# Generate Training Data for Resume Parser Fine-Tuning

This notebook generates training data pairs (resume text → structured JSON) for supervised fine-tuning of the Qwen3 resume parser model.

**Purpose:**
- Processes raw resumes from `combined_resumes.json`
- Extracts structured information using LLM to create (input, output) pairs
- Generates `extracted_resumes.json` with resume text and structured JSON pairs
- Creates the training dataset used for fine-tuning the Qwen3-0.6B model

**Workflow:**
1. Load raw resumes from `combined_resumes.json`
2. For each resume, extract structured JSON using LLM
3. Save resume text + extracted JSON pairs to `extracted_resumes.json`
4. This data is then converted to Qwen3 chat template format for training

**Features:**
- Processes resumes one by one with progress tracking
- Saves progress after each resume (can resume if interrupted)
- Configurable delay between API calls to handle rate limits
- Validates JSON output and tracks errors

**Note:** This notebook uses placeholders for the LLM API configuration.
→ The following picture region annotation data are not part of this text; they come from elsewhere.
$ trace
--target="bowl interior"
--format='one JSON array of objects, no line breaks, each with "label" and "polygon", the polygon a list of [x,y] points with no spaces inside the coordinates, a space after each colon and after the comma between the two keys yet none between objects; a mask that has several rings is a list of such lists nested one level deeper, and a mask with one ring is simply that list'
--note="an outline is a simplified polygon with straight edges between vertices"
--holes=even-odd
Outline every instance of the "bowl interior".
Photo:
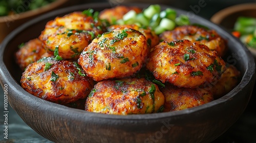
[{"label": "bowl interior", "polygon": [[[141,8],[149,6],[140,4],[126,5],[136,5]],[[111,134],[112,131],[108,130],[111,129],[115,131],[117,134],[122,132],[123,136],[130,136],[131,138],[134,136],[137,140],[143,141],[143,137],[146,138],[148,136],[147,135],[154,134],[159,131],[159,128],[163,126],[163,120],[168,123],[171,121],[175,124],[175,126],[172,128],[173,130],[170,129],[168,134],[164,134],[164,137],[162,139],[179,137],[180,142],[181,142],[180,140],[191,138],[194,138],[195,141],[199,141],[198,137],[195,135],[200,134],[200,135],[202,135],[200,137],[200,140],[209,142],[222,134],[237,120],[248,103],[252,90],[252,84],[255,81],[255,63],[253,57],[238,39],[234,38],[225,29],[193,13],[175,8],[172,8],[177,11],[178,15],[187,15],[189,17],[191,23],[199,23],[215,30],[228,41],[228,51],[223,59],[237,67],[241,72],[241,77],[239,85],[223,97],[203,105],[181,111],[120,116],[91,113],[63,107],[35,97],[26,92],[20,87],[19,80],[22,72],[14,58],[14,54],[18,50],[18,45],[38,37],[41,31],[44,29],[46,23],[56,16],[63,16],[76,11],[83,11],[88,8],[93,8],[95,11],[101,11],[111,7],[109,4],[87,4],[49,13],[21,26],[10,34],[2,43],[0,47],[0,79],[2,82],[9,85],[10,92],[13,93],[10,95],[10,103],[27,124],[44,137],[56,141],[59,141],[59,139],[63,138],[62,134],[58,134],[57,131],[55,131],[56,132],[54,131],[49,132],[47,131],[48,129],[46,129],[58,130],[60,126],[63,127],[61,126],[62,125],[66,126],[62,128],[65,129],[63,133],[68,134],[69,136],[71,135],[77,136],[76,132],[78,128],[79,131],[83,131],[81,134],[84,136],[88,133],[89,134],[90,136],[87,136],[86,138],[82,139],[84,140],[80,140],[92,139],[93,137],[95,137],[93,139],[97,139],[99,135],[102,134],[110,140],[111,140],[111,138],[109,136],[113,138],[119,137],[116,134]],[[161,7],[162,9],[170,8],[164,5],[161,6]],[[244,95],[243,94],[244,92],[245,93]],[[237,105],[238,101],[241,102],[239,106]],[[19,106],[20,105],[22,107]],[[223,108],[225,110],[222,111]],[[233,112],[234,110],[236,110],[236,112]],[[24,113],[24,111],[28,110],[31,112],[26,111],[27,114]],[[206,115],[207,113],[208,115]],[[221,119],[223,121],[220,121]],[[34,121],[35,120],[36,122]],[[47,122],[51,122],[45,124],[44,120],[47,120]],[[53,122],[56,121],[57,123],[52,123],[52,120]],[[219,126],[217,127],[217,124],[219,124]],[[81,127],[83,128],[80,129]],[[99,128],[101,130],[99,130]],[[196,131],[195,129],[199,130]],[[123,131],[124,130],[126,130]],[[94,132],[92,132],[93,130]],[[135,132],[138,133],[134,134]],[[182,134],[184,132],[188,132],[188,134],[191,134],[190,136],[184,137],[184,134]],[[148,134],[145,135],[145,132]],[[176,132],[179,134],[174,135]],[[179,136],[181,135],[182,136]],[[176,135],[179,137],[176,137]],[[79,136],[79,137],[81,137]],[[77,137],[77,138],[79,137]],[[66,140],[65,138],[63,139]],[[185,142],[187,142],[187,140]]]},{"label": "bowl interior", "polygon": [[[129,5],[129,4],[127,5]],[[95,5],[92,6],[94,8],[94,9],[95,11],[99,11],[106,8],[111,8],[110,6],[107,4],[102,4],[98,5],[97,6],[95,6]],[[146,7],[148,5],[141,4],[140,6],[139,5],[139,6],[141,7]],[[162,6],[162,8],[165,9],[166,7],[166,6],[163,5]],[[3,43],[3,47],[2,49],[4,49],[3,60],[11,75],[13,77],[17,83],[19,84],[19,80],[22,72],[15,62],[15,59],[14,58],[14,54],[15,52],[17,51],[18,45],[23,42],[26,42],[30,39],[38,37],[39,35],[40,35],[41,32],[44,29],[45,26],[47,22],[51,20],[54,19],[56,17],[62,16],[65,14],[73,11],[83,11],[90,7],[90,5],[87,5],[86,7],[84,7],[84,6],[80,7],[76,6],[74,7],[73,9],[69,9],[68,10],[60,10],[54,12],[49,13],[48,14],[38,17],[39,18],[34,19],[25,23],[9,35],[7,40],[4,41]],[[179,9],[177,9],[176,10],[178,14],[185,14],[189,16],[193,23],[199,23],[202,25],[206,26],[206,27],[210,29],[215,29],[219,34],[226,39],[228,41],[228,46],[229,48],[226,54],[226,57],[223,58],[224,60],[229,64],[236,66],[241,72],[242,75],[244,74],[248,68],[244,63],[247,62],[246,61],[248,59],[246,58],[241,58],[241,57],[242,57],[243,55],[248,54],[246,53],[246,51],[247,51],[247,49],[245,49],[244,47],[243,47],[242,49],[239,48],[237,49],[237,46],[241,46],[241,45],[234,47],[233,42],[238,42],[239,43],[239,42],[233,39],[233,37],[225,30],[222,29],[208,20],[199,16],[195,15],[191,15],[190,14],[188,14],[185,11]],[[241,54],[238,56],[232,56],[232,54],[237,53],[238,50],[241,51],[240,51]]]}]

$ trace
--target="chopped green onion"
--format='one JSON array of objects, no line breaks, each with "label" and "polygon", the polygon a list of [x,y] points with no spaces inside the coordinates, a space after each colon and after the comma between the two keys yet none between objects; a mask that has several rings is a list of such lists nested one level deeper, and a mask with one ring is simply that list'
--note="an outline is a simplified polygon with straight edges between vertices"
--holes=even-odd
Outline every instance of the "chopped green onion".
[{"label": "chopped green onion", "polygon": [[151,19],[156,13],[159,13],[161,7],[159,5],[151,5],[148,8],[144,10],[144,15],[148,19]]},{"label": "chopped green onion", "polygon": [[176,24],[179,26],[189,25],[190,24],[189,18],[187,16],[184,14],[181,14],[176,17],[175,20]]},{"label": "chopped green onion", "polygon": [[150,25],[148,19],[143,13],[138,14],[136,16],[136,21],[139,22],[144,26],[148,26]]},{"label": "chopped green onion", "polygon": [[160,13],[161,18],[166,18],[174,21],[175,20],[176,15],[176,11],[170,8],[166,8],[165,10],[162,11]]},{"label": "chopped green onion", "polygon": [[50,67],[51,67],[51,66],[52,66],[52,63],[46,63],[45,64],[45,71],[48,70]]},{"label": "chopped green onion", "polygon": [[175,22],[168,18],[163,18],[161,20],[159,26],[166,30],[172,30],[175,28]]}]

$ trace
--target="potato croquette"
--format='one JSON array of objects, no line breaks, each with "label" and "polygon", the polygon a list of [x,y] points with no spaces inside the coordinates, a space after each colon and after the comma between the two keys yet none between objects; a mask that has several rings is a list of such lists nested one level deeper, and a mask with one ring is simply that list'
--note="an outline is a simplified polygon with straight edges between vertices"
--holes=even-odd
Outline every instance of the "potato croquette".
[{"label": "potato croquette", "polygon": [[63,59],[77,60],[84,47],[104,32],[100,20],[81,12],[74,12],[47,22],[39,38],[48,52],[53,54],[58,48]]},{"label": "potato croquette", "polygon": [[212,93],[203,88],[179,88],[170,84],[165,87],[161,89],[165,99],[164,112],[197,107],[214,100]]},{"label": "potato croquette", "polygon": [[148,54],[145,36],[138,31],[117,28],[94,39],[80,55],[78,63],[96,81],[132,76]]},{"label": "potato croquette", "polygon": [[47,53],[46,50],[42,46],[42,42],[38,38],[35,38],[22,44],[15,56],[16,63],[24,71],[29,64],[44,57],[51,56]]},{"label": "potato croquette", "polygon": [[160,42],[149,57],[146,67],[156,79],[179,87],[194,88],[211,83],[226,69],[216,51],[188,40]]},{"label": "potato croquette", "polygon": [[159,38],[168,42],[183,39],[188,39],[193,42],[200,42],[211,50],[217,52],[221,57],[224,56],[227,50],[226,41],[215,30],[195,26],[178,27],[174,30],[163,32],[159,35]]},{"label": "potato croquette", "polygon": [[108,31],[120,27],[127,27],[138,30],[146,37],[146,40],[151,48],[154,47],[159,43],[159,38],[154,31],[150,27],[140,27],[136,25],[113,25],[109,27]]},{"label": "potato croquette", "polygon": [[92,90],[86,110],[127,115],[162,112],[164,97],[158,87],[144,78],[103,80]]},{"label": "potato croquette", "polygon": [[216,83],[212,83],[206,88],[214,94],[215,99],[220,98],[230,91],[237,86],[240,76],[240,72],[232,65],[227,67]]},{"label": "potato croquette", "polygon": [[44,100],[65,105],[85,99],[93,87],[77,62],[45,58],[29,65],[20,79],[22,87]]},{"label": "potato croquette", "polygon": [[142,12],[142,9],[137,7],[118,6],[100,11],[99,17],[101,19],[107,20],[111,25],[113,25],[116,20],[122,19],[123,16],[131,10],[134,10],[137,13]]}]

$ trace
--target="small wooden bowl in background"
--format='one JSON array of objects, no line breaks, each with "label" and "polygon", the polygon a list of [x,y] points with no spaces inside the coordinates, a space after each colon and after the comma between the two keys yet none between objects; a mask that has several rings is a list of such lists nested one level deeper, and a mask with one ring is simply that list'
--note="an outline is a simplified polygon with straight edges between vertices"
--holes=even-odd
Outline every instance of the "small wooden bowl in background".
[{"label": "small wooden bowl in background", "polygon": [[[240,4],[227,7],[212,15],[210,20],[231,31],[240,16],[256,18],[256,3]],[[247,47],[256,60],[256,49]]]},{"label": "small wooden bowl in background", "polygon": [[[57,8],[67,6],[69,0],[56,0],[47,5],[36,9],[24,12],[6,16],[0,16],[0,43],[12,31],[23,23],[45,13],[55,10]],[[25,11],[26,6],[23,6],[17,11]]]}]

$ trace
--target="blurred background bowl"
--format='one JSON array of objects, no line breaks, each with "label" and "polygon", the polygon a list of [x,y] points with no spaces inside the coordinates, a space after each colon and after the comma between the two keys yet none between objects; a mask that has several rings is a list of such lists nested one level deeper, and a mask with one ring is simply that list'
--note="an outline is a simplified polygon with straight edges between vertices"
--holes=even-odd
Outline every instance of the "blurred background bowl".
[{"label": "blurred background bowl", "polygon": [[[256,3],[239,4],[227,7],[213,15],[210,20],[232,31],[236,21],[240,16],[256,18]],[[256,60],[256,49],[247,47]]]},{"label": "blurred background bowl", "polygon": [[[21,5],[20,7],[18,7],[18,9],[13,10],[19,12],[19,13],[0,16],[0,29],[1,30],[0,43],[9,33],[23,23],[45,13],[67,6],[69,3],[71,3],[70,1],[69,0],[56,0],[45,6],[27,11],[26,9],[28,8],[30,4],[26,3],[26,5]],[[28,2],[29,2],[29,1]],[[24,12],[22,12],[23,11]]]}]

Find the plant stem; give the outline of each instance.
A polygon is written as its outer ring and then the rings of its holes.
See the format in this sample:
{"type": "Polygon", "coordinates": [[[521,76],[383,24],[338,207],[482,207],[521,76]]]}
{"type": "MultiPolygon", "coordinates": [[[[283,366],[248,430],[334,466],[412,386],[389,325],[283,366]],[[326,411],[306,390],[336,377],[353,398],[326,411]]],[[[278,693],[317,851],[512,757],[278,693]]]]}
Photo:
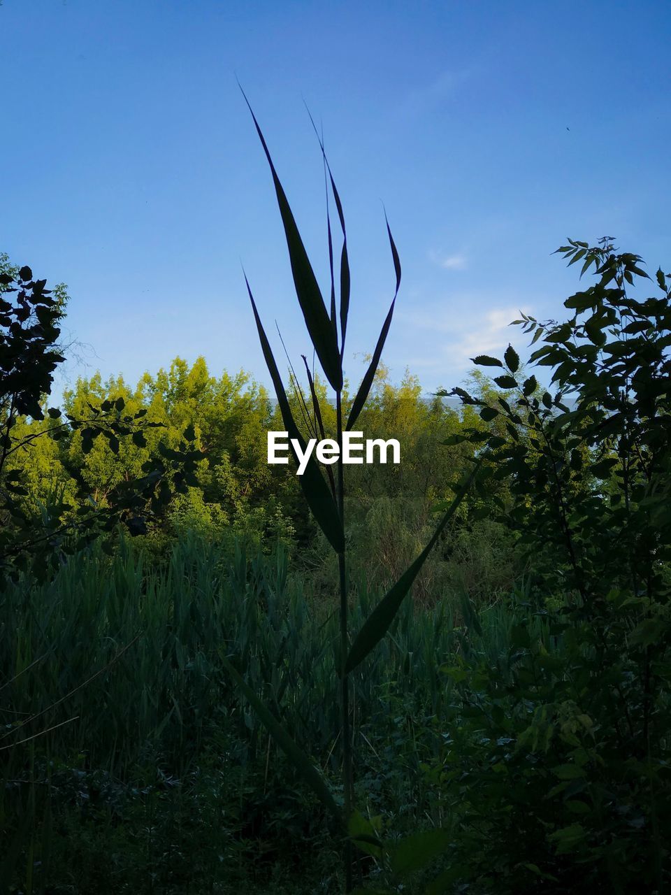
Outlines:
{"type": "MultiPolygon", "coordinates": [[[[338,441],[338,487],[337,506],[340,513],[340,524],[343,527],[343,541],[344,542],[344,476],[343,470],[343,406],[340,391],[336,396],[336,414],[337,421],[338,441]]],[[[349,649],[347,636],[347,577],[345,574],[344,547],[338,553],[338,573],[340,577],[340,702],[343,725],[343,790],[344,797],[345,823],[349,822],[352,807],[353,780],[352,773],[352,732],[350,730],[350,683],[349,675],[345,673],[345,662],[349,649]]],[[[352,891],[352,841],[344,842],[344,891],[352,891]]]]}

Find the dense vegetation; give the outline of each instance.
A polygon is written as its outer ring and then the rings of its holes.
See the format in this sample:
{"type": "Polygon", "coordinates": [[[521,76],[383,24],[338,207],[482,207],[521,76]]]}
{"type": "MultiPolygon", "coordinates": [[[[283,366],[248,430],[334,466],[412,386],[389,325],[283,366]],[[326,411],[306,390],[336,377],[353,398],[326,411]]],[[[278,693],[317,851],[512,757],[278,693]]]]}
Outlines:
{"type": "Polygon", "coordinates": [[[51,407],[66,296],[4,259],[0,891],[667,891],[669,277],[559,251],[539,378],[478,357],[459,412],[384,337],[352,395],[322,345],[335,405],[177,359],[51,407]],[[266,431],[353,416],[403,456],[341,543],[266,431]]]}

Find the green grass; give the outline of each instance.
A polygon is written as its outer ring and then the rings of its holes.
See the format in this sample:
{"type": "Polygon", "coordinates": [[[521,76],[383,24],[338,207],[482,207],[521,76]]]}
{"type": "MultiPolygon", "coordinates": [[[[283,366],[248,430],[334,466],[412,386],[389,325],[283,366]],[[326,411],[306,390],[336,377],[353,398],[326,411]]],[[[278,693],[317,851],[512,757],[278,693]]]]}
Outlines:
{"type": "MultiPolygon", "coordinates": [[[[363,582],[352,588],[353,632],[378,599],[363,582]]],[[[112,558],[91,550],[2,601],[8,843],[28,818],[19,888],[7,891],[228,891],[246,880],[281,891],[277,872],[294,891],[298,878],[306,891],[329,891],[320,880],[336,891],[321,806],[221,662],[235,657],[341,799],[336,598],[312,601],[281,548],[248,555],[238,544],[232,555],[189,536],[148,567],[122,541],[112,558]],[[300,870],[306,842],[317,877],[300,870]],[[100,879],[98,854],[108,865],[100,879]]],[[[477,642],[495,659],[507,644],[508,610],[480,613],[475,640],[462,617],[454,627],[455,611],[406,601],[355,672],[358,802],[394,831],[446,821],[422,765],[442,747],[451,657],[477,642]]]]}

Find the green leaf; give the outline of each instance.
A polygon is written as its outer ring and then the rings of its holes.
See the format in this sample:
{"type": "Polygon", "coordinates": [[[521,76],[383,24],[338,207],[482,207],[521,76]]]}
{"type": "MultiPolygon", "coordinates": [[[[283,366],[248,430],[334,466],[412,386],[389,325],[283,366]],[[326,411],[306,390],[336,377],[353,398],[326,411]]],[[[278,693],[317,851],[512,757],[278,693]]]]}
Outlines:
{"type": "Polygon", "coordinates": [[[576,798],[570,798],[564,803],[566,808],[573,814],[589,814],[591,808],[587,802],[581,802],[576,798]]]}
{"type": "Polygon", "coordinates": [[[397,876],[423,870],[443,855],[452,841],[448,830],[424,830],[401,840],[391,854],[391,869],[397,876]]]}
{"type": "Polygon", "coordinates": [[[298,747],[298,746],[296,746],[285,728],[266,707],[251,687],[242,679],[228,659],[222,655],[221,661],[224,667],[251,703],[268,732],[271,735],[273,739],[275,739],[276,743],[277,743],[277,745],[283,749],[286,757],[292,762],[296,771],[298,771],[299,774],[310,787],[322,805],[324,805],[324,806],[331,813],[337,824],[340,827],[343,827],[343,815],[340,808],[336,805],[330,789],[324,780],[324,778],[312,764],[310,758],[302,749],[298,747]]]}
{"type": "Polygon", "coordinates": [[[347,832],[361,851],[373,857],[381,857],[383,843],[376,835],[373,824],[361,811],[352,812],[347,822],[347,832]]]}
{"type": "MultiPolygon", "coordinates": [[[[386,215],[385,215],[385,221],[386,221],[386,215]]],[[[392,257],[394,259],[394,268],[396,274],[396,289],[394,293],[394,298],[392,299],[392,303],[389,308],[389,311],[386,315],[385,322],[382,324],[382,329],[378,339],[378,344],[375,346],[375,351],[373,352],[373,356],[370,359],[370,363],[369,364],[368,370],[361,379],[361,384],[359,386],[359,391],[356,393],[356,396],[352,404],[352,409],[350,410],[350,415],[347,420],[347,431],[350,431],[356,422],[359,414],[363,409],[363,405],[366,403],[366,398],[370,391],[370,386],[373,384],[373,379],[375,378],[375,372],[378,369],[378,364],[379,363],[379,359],[382,354],[382,349],[385,345],[386,340],[386,335],[389,332],[389,327],[391,326],[392,317],[394,315],[394,305],[396,302],[396,295],[398,295],[398,289],[401,286],[401,262],[398,260],[398,252],[396,251],[396,246],[394,244],[394,239],[392,238],[391,230],[389,229],[389,223],[386,221],[386,232],[389,236],[389,244],[391,245],[392,257]]]]}
{"type": "Polygon", "coordinates": [[[396,584],[394,584],[394,586],[382,598],[363,623],[361,631],[357,635],[354,643],[350,648],[344,666],[345,674],[349,674],[357,667],[357,665],[360,664],[360,662],[362,662],[369,652],[370,652],[370,651],[377,646],[377,644],[386,634],[389,629],[389,626],[394,621],[396,612],[398,612],[403,598],[410,592],[412,583],[417,577],[420,569],[424,565],[427,557],[431,552],[436,541],[442,534],[446,525],[456,512],[462,500],[463,500],[468,493],[481,463],[482,460],[480,458],[478,460],[474,469],[462,485],[457,494],[454,495],[449,508],[440,520],[440,523],[438,524],[427,546],[412,564],[412,566],[410,566],[409,568],[403,572],[396,584]]]}
{"type": "Polygon", "coordinates": [[[488,354],[478,354],[477,357],[471,357],[471,360],[473,363],[479,364],[480,367],[502,367],[503,363],[497,361],[496,357],[489,357],[488,354]]]}
{"type": "MultiPolygon", "coordinates": [[[[263,356],[266,359],[270,378],[272,379],[273,385],[275,386],[275,392],[277,396],[277,403],[282,413],[282,419],[284,420],[286,430],[289,433],[289,439],[295,439],[301,445],[301,449],[304,452],[306,449],[305,439],[299,431],[298,426],[293,420],[289,401],[287,400],[286,393],[285,392],[285,387],[282,384],[282,378],[280,377],[279,371],[277,370],[277,364],[275,362],[275,358],[270,349],[270,345],[263,328],[263,325],[261,324],[259,312],[256,310],[254,298],[251,294],[251,289],[250,288],[250,284],[246,276],[244,277],[244,281],[247,284],[247,292],[249,293],[251,308],[254,311],[254,319],[256,320],[257,330],[259,331],[259,338],[261,342],[261,350],[263,351],[263,356]]],[[[319,527],[326,534],[329,543],[336,552],[341,553],[344,550],[344,536],[343,534],[343,524],[340,519],[340,514],[338,513],[333,495],[324,481],[324,477],[319,471],[319,467],[317,465],[314,455],[310,456],[308,460],[307,466],[305,467],[305,472],[302,475],[299,476],[299,479],[303,494],[305,495],[305,499],[307,500],[308,506],[311,509],[315,519],[319,524],[319,527]]]]}
{"type": "Polygon", "coordinates": [[[511,373],[516,373],[520,369],[520,358],[517,355],[517,352],[514,350],[512,345],[509,345],[505,349],[504,354],[504,360],[505,361],[505,366],[511,371],[511,373]]]}
{"type": "Polygon", "coordinates": [[[343,388],[343,367],[338,352],[336,331],[324,304],[324,299],[319,291],[319,286],[312,270],[312,266],[310,263],[302,239],[301,238],[301,234],[296,226],[293,214],[277,176],[277,172],[275,170],[275,165],[270,158],[266,140],[259,126],[259,122],[256,120],[256,115],[251,109],[250,101],[242,87],[241,90],[242,91],[247,107],[251,113],[257,133],[261,141],[263,150],[270,166],[270,173],[273,176],[275,192],[277,196],[277,205],[279,206],[282,224],[285,228],[286,245],[289,250],[289,259],[291,260],[296,296],[305,319],[305,325],[308,328],[310,337],[312,340],[312,345],[317,352],[317,356],[319,358],[327,379],[336,391],[339,391],[343,388]]]}
{"type": "Polygon", "coordinates": [[[552,772],[560,780],[575,780],[585,776],[585,769],[577,764],[557,764],[552,769],[552,772]]]}
{"type": "Polygon", "coordinates": [[[538,382],[536,381],[535,376],[530,376],[528,379],[524,380],[524,384],[522,387],[522,393],[525,397],[529,397],[530,395],[533,395],[538,388],[538,382]]]}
Replace `YOUR_PROVIDER`, `YOUR_MODEL_NAME`, and the LLM client initialization with your actual API setup.


## Setup and Imports


In [None]:
import json
import time
from pathlib import Path
from datetime import datetime
# TODO: Import your LLM client/API wrapper here
# Example: from your_llm_client import YourLLMClient

print("✓ Imports successful")


## Configuration


In [None]:
# File paths
INPUT_FILE = "combined_resumes.json"
OUTPUT_FILE = "extracted_resumes.json"
PROGRESS_FILE = "processing_progress.json"

# API configuration
WAIT_TIME_SECONDS = 2
PROGRESS_PRINT_INTERVAL = 20  # Print detailed progress every N resumes

# TODO: Configure your LLM API settings
# Replace these placeholders with your actual API configuration
PROVIDER = "YOUR_PROVIDER"  # e.g., "OpenAI", "Anthropic", etc.
MODEL = "YOUR_MODEL_NAME"   # e.g., "gpt-4", "claude-3", etc.
TEMPERATURE = 0  # Use 0 for deterministic JSON extraction

print(f"Input file: {INPUT_FILE}")
print(f"Output file: {OUTPUT_FILE}")
print(f"Wait time between requests: {WAIT_TIME_SECONDS} seconds")
print(f"Progress update interval: every {PROGRESS_PRINT_INTERVAL} resumes")
print(f"\n⚠️  Note: Update PROVIDER and MODEL with your actual API configuration")


## Prompt Templates


In [None]:
SYSTEM_PROMPT = """
You are an expert resume information extraction system.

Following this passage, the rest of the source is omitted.